After upgrading to version 23.11.3 we started to get slammed with the following log messages from slurmctld
"error: validate_group: Could not find group with gid <id>"
This spans a handful of groups and repeats constantly, drowning out just about everything else. Attempting to do a lookup on the group shows that they exist on the scheduler node, same for all the submission and compute nodes. As far as I can tell, slurm should be able to locate the group in question.
Jobs submitted from users within those groups go through just fine. They get scheduled, run, and clean up no problem. I'm at a loss on where to look next.
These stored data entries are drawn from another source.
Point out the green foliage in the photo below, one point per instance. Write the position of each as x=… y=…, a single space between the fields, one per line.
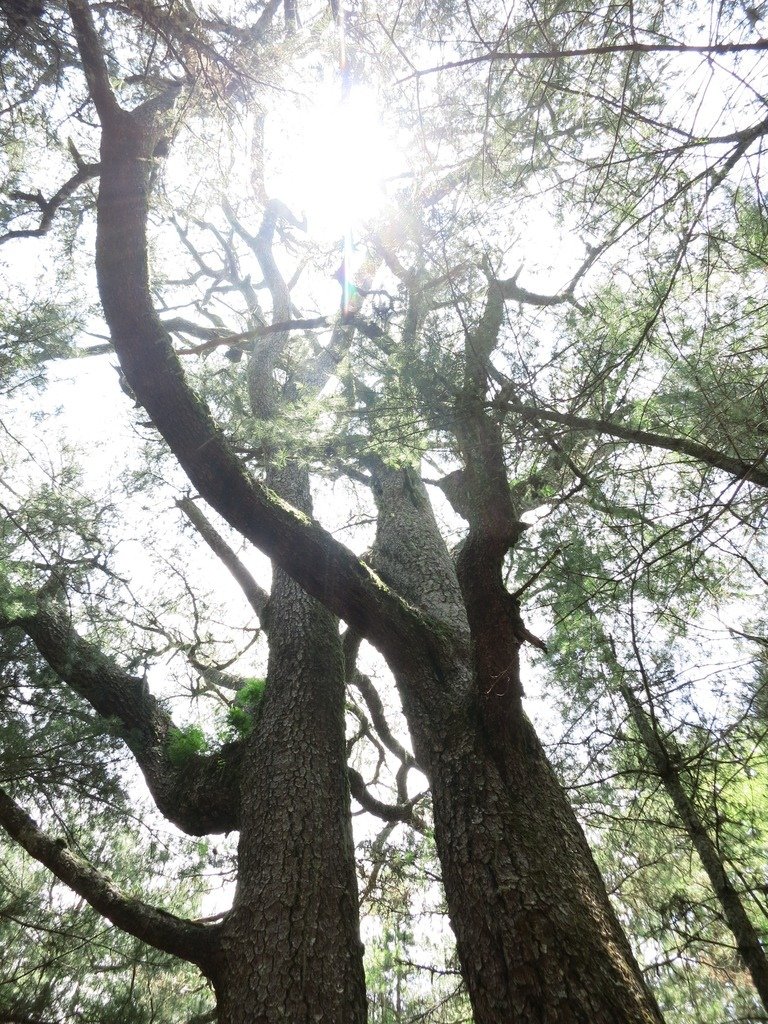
x=242 y=714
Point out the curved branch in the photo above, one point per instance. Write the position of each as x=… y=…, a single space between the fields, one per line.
x=200 y=797
x=182 y=938
x=256 y=596
x=49 y=207
x=387 y=812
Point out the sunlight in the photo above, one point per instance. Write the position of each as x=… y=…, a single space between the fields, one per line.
x=335 y=157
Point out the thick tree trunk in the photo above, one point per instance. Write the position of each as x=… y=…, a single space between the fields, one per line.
x=537 y=937
x=291 y=949
x=748 y=940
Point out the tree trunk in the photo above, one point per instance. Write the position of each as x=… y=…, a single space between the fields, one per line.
x=537 y=936
x=748 y=941
x=291 y=949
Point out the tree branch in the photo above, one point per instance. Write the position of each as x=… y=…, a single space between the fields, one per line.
x=182 y=938
x=740 y=468
x=516 y=56
x=200 y=797
x=387 y=812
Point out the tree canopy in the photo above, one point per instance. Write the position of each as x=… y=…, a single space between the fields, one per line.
x=383 y=418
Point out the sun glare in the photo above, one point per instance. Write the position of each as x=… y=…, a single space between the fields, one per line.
x=336 y=157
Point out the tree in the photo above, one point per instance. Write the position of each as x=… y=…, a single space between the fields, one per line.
x=452 y=374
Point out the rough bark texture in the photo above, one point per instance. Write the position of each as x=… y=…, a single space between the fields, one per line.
x=291 y=949
x=537 y=936
x=200 y=797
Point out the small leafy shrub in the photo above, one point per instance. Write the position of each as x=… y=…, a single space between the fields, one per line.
x=184 y=743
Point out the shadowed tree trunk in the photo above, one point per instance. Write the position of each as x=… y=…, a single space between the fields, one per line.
x=748 y=942
x=537 y=937
x=290 y=948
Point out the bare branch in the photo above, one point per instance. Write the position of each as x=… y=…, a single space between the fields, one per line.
x=182 y=938
x=516 y=56
x=201 y=797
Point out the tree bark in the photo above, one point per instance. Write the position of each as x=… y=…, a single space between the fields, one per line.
x=291 y=948
x=537 y=937
x=748 y=941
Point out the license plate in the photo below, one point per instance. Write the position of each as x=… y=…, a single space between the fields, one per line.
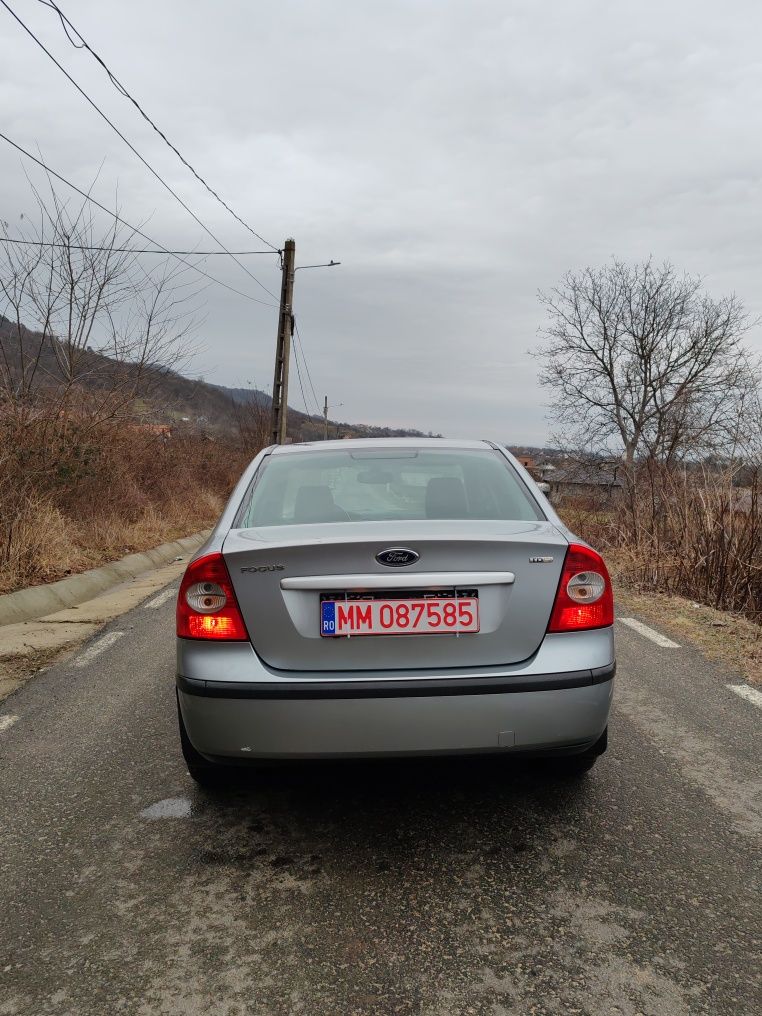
x=431 y=616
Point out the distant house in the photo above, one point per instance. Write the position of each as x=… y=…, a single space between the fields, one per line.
x=161 y=430
x=586 y=480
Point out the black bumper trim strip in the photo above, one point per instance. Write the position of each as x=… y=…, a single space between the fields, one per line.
x=413 y=687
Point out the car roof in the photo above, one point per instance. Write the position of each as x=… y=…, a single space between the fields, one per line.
x=351 y=444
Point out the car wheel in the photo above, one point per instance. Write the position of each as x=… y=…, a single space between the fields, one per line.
x=205 y=773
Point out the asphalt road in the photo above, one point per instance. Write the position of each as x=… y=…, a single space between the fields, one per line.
x=437 y=888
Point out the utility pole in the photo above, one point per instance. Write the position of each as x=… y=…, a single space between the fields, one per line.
x=282 y=348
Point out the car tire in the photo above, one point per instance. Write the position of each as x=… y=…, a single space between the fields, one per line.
x=205 y=773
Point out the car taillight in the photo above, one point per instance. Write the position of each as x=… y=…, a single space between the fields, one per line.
x=206 y=605
x=584 y=598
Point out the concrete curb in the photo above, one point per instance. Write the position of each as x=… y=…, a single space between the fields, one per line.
x=39 y=600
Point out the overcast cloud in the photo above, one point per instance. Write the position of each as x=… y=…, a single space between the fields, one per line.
x=455 y=156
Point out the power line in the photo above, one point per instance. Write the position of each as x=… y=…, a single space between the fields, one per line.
x=83 y=45
x=307 y=368
x=133 y=148
x=124 y=250
x=301 y=386
x=133 y=229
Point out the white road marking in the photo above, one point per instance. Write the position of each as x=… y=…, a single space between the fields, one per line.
x=162 y=598
x=646 y=632
x=98 y=647
x=750 y=694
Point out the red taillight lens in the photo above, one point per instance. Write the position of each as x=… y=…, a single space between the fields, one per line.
x=206 y=605
x=584 y=598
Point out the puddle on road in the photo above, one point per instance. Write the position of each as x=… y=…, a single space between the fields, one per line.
x=170 y=808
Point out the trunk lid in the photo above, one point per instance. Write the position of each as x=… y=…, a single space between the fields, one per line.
x=283 y=623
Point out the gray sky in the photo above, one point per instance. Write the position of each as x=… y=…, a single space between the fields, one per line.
x=455 y=156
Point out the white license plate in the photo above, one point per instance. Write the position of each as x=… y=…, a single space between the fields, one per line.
x=432 y=616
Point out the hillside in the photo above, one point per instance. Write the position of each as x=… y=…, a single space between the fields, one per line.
x=169 y=397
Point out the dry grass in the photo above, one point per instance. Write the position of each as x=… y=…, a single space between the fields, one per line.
x=125 y=491
x=723 y=637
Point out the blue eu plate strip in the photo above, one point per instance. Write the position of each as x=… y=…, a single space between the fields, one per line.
x=328 y=618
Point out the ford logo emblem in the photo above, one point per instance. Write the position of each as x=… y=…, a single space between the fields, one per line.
x=397 y=557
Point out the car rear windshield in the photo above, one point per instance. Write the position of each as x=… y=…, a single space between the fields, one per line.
x=374 y=486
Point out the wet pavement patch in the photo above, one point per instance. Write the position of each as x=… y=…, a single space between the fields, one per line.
x=170 y=808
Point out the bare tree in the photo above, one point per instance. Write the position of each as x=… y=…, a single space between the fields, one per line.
x=641 y=361
x=85 y=333
x=85 y=327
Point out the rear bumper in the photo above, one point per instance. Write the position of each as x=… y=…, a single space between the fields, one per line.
x=519 y=708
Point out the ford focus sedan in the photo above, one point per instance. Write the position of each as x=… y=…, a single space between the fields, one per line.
x=388 y=598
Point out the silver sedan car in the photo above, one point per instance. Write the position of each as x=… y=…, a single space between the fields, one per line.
x=405 y=596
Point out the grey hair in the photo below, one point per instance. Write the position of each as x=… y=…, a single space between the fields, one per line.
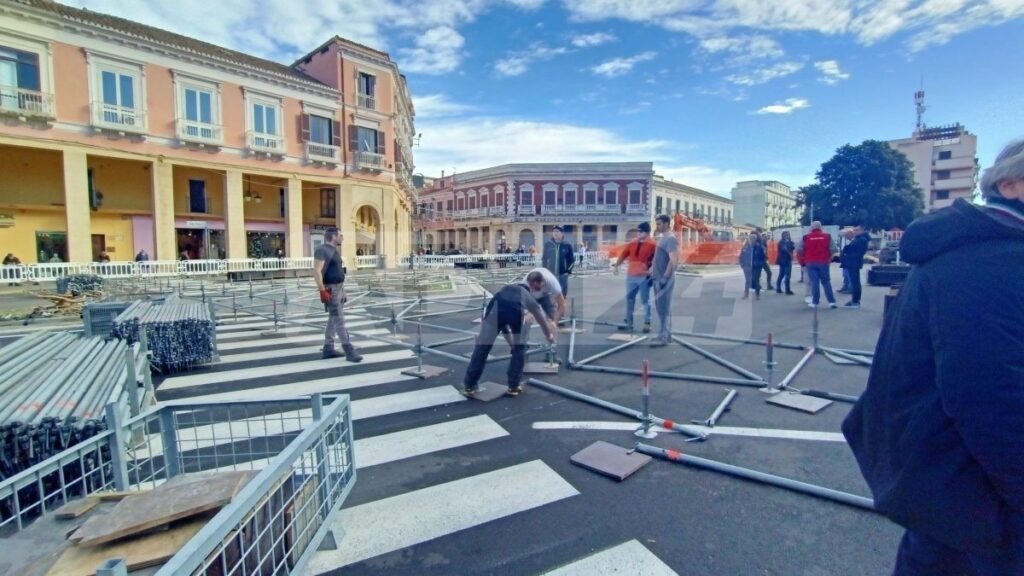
x=1009 y=166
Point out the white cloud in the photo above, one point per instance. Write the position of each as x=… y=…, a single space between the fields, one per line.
x=589 y=40
x=518 y=63
x=621 y=66
x=830 y=72
x=787 y=107
x=437 y=106
x=764 y=75
x=925 y=22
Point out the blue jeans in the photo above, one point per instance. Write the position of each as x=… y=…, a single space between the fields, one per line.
x=636 y=284
x=818 y=274
x=663 y=303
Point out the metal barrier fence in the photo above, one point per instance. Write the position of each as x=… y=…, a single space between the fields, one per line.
x=302 y=448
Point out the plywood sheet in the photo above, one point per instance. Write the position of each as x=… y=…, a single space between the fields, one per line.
x=180 y=497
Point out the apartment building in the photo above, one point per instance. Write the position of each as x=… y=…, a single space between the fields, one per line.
x=945 y=163
x=118 y=137
x=765 y=204
x=515 y=205
x=715 y=211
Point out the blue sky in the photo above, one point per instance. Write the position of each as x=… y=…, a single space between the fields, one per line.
x=712 y=91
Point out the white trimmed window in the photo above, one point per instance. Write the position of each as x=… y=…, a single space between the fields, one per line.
x=117 y=89
x=198 y=106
Managed to narrow it down a little bit. Our groups file is pretty large and we have a handful of individual groups that are also quite large as shown below
[root@batch1 ~]# wc /etc/group 6075 6075 349457 /etc/group
[root@batch1 ~]# grep 8xxx2 /etc/group | wc -c 56959
It looks like one of the recent changes (https://github.com/SchedMD/slurm/commit/e1b4cdba70f7f1b5ac5335c572d9c4c79e6e...) migrated the old uid check to the dedicated `gid_from_uid` function. However, an important change with that migration is that we've lost this part of the old loop:
``` if (errno == ERANGE) { buflen *= 2; xrealloc(buf, buflen); continue; } ```
In doing so I think we're hitting a buffer limit. Trimming down our groups enough can get us back to normal operations, but unfortunately that's not a tenable solution.